Your papa was such a wonderful man. I wish everyday that he was there to raise you like he raised me.
Today i found out you asked about your dad. You asked how he died and why you’re the only one in school without a dad. Baby, if your papa was still alive, all your classmates would have been so jealous of you.
I wish i could find the right words to tell you how much your papa means to me, and how badly i miss him.
Your mama mentioned you started your swimming classes, but that you’re so scared to get in the water. It reminded me of how Binu uncle would throw me in the river, trying to teach me how to swim. That was only one of the few things he taught me; He taught me to never be scared, to eat healthy, to forgive, and to be brave.

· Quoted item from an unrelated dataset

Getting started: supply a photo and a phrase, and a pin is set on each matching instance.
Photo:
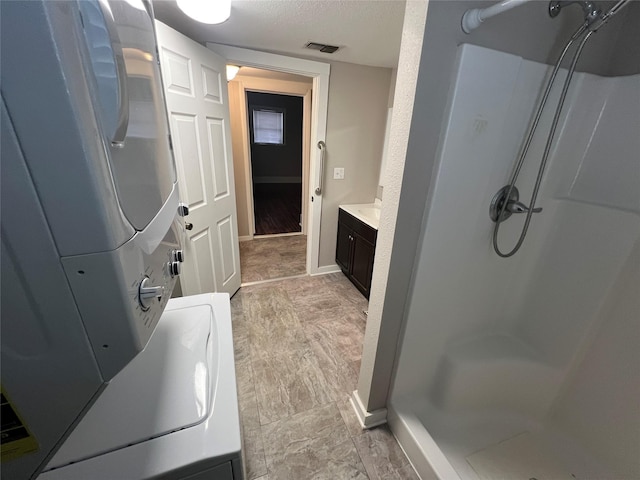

It’s not fair that you have to grow up not having the papa you deserve. It makes me so sad that he didn’t even get to see you, and shower you with all his never ending affection. It’s not fair that your 6 year old self didn’t get a chance to see his papa.
Out of everything what hurts me the most is knowing how excited your papa was to see you, to hold you and to give you everything. If only you could have seen how eager he was to have his boy to himself, he would write down possible names for you in his journal, he wanted to fly you in his car, buy you the most expensive things and still teach you discipline.
I hate knowing someone at church asked “where is your dad” and you had to say “he is no more.” God, where are you? THIS is why i want to be a dr; to save another Tony, another Emily from missing someone so much.
I live so far away and i can’t even be close to you. all i can do is sit here in front of my laptop, crying and wishing your papa didn’t have to leave us. He loves you so much baby, so much.